Almost all of the apartments span two floors. Most of them consist of a narrow kitchen and living room above (or below, depending on which floor they're on) a big-ass bedroom.

The trim pattern is standard across all four Corbusier buildings, but the colors are customized to the location. These are apparently meant to evoke Northern Germany.

The building is designed to face precisely north-south, to maximize the amount of sunlight that comes in.

The hallways have special corrugated roofs to reduce the echo effect you find in every other apartment hallway ever.

The walls between the apartments are thicker on the lower floors, since they're supporting more weight.

The apartments were built to isolate noise, but apparently Corbusier forgot about smells, and residents routinely complain about experiencing each others' dinners.
I went inside a flat in the Marseilles version (I didn’t know the original had been replicated anywhere else) and found the ceilings a bit too low, but then I am taller than average.
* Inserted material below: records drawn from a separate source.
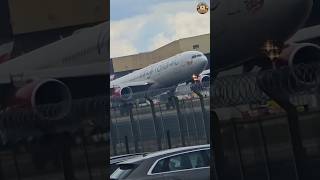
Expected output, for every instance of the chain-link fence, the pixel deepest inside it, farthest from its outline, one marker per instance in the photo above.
(265, 125)
(33, 147)
(160, 119)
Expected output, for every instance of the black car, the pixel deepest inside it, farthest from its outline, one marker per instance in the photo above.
(114, 160)
(187, 163)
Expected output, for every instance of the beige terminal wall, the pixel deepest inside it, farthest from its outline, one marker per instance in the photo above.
(200, 43)
(38, 15)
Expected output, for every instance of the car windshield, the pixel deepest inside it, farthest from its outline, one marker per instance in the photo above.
(123, 171)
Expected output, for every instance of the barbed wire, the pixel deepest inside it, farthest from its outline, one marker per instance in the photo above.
(225, 91)
(249, 88)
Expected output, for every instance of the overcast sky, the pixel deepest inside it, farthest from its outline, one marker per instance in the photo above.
(144, 25)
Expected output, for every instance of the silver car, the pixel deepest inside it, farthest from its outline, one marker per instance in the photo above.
(185, 163)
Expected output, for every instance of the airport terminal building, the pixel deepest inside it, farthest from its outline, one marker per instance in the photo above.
(123, 65)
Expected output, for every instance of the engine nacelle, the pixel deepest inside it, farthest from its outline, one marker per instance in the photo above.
(125, 93)
(40, 94)
(204, 78)
(298, 55)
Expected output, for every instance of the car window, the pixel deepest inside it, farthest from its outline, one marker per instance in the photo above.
(123, 171)
(184, 161)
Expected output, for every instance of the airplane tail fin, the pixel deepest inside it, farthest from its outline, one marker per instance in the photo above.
(5, 51)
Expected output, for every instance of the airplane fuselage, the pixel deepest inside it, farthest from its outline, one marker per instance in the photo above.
(168, 72)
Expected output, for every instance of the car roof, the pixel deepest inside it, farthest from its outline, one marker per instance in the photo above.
(163, 152)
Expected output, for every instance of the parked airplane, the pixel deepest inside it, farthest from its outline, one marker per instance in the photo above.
(246, 29)
(5, 51)
(55, 73)
(166, 73)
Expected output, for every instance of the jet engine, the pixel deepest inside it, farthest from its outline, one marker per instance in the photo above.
(125, 93)
(49, 98)
(300, 57)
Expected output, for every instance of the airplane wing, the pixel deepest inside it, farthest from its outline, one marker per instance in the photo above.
(205, 72)
(138, 84)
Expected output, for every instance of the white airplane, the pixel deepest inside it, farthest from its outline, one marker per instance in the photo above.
(242, 30)
(55, 73)
(166, 73)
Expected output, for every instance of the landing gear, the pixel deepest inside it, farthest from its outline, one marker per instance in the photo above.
(125, 108)
(170, 103)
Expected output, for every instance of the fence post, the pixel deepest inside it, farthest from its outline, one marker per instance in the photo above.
(205, 119)
(134, 130)
(84, 144)
(237, 144)
(180, 122)
(126, 144)
(155, 123)
(217, 147)
(273, 84)
(112, 138)
(265, 150)
(169, 139)
(66, 156)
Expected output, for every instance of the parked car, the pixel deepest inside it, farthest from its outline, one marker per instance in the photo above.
(187, 163)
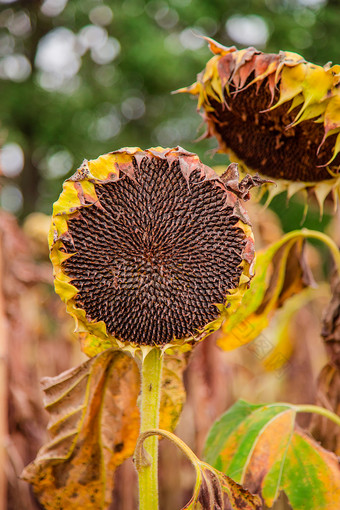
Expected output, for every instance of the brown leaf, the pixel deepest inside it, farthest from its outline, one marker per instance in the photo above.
(328, 394)
(94, 427)
(219, 492)
(173, 392)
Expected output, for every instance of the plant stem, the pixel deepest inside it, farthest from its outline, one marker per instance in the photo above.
(151, 386)
(309, 408)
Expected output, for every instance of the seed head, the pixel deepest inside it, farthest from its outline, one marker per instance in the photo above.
(149, 246)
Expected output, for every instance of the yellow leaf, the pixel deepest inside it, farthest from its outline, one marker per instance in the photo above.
(280, 272)
(94, 425)
(172, 393)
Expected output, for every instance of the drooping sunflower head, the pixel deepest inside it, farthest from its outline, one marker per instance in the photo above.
(276, 114)
(149, 248)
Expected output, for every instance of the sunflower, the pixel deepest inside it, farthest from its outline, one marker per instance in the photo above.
(150, 248)
(276, 114)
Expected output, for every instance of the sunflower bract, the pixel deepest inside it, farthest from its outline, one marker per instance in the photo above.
(275, 113)
(149, 247)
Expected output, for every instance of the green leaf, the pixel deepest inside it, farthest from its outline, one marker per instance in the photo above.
(280, 272)
(260, 447)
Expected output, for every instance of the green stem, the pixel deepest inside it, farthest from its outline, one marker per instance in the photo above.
(309, 408)
(151, 390)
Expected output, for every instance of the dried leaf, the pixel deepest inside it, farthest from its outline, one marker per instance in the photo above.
(261, 447)
(280, 272)
(217, 491)
(94, 426)
(173, 392)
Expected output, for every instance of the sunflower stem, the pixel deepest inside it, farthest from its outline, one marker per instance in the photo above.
(315, 234)
(150, 402)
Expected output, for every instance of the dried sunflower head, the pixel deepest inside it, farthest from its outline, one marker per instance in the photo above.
(276, 114)
(150, 248)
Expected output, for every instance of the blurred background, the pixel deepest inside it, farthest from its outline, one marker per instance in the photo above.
(80, 78)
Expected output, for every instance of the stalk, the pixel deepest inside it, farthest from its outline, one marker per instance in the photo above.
(150, 402)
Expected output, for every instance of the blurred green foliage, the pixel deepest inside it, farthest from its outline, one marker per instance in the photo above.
(82, 77)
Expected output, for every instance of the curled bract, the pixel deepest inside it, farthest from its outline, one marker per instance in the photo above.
(276, 114)
(149, 248)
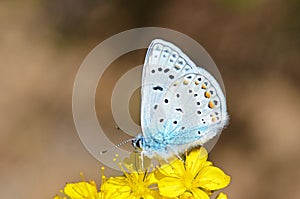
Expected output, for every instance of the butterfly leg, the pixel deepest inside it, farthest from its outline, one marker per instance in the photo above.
(142, 160)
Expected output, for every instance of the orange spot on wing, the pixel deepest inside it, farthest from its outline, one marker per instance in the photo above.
(207, 94)
(211, 104)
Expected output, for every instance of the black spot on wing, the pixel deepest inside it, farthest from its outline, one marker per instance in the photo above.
(158, 88)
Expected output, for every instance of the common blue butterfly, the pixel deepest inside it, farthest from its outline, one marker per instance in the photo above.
(182, 105)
He had a lot of great ideas for these ‘machines for living in’, but all the imitators left out the expensive features so his vision has been tainted by the poor copies.
In 1976, I took a break from architecture school to spend a semester in France. I visited Corbu’s apartment block built in Nantes but I didn’t get an interior tour. Tant pit! The design decisions he made seem so contrary to much of today’s thinking and yet you say the building is popular. And it looks really well-maintained after so many years.
I love the color in the balconies. Very pretty!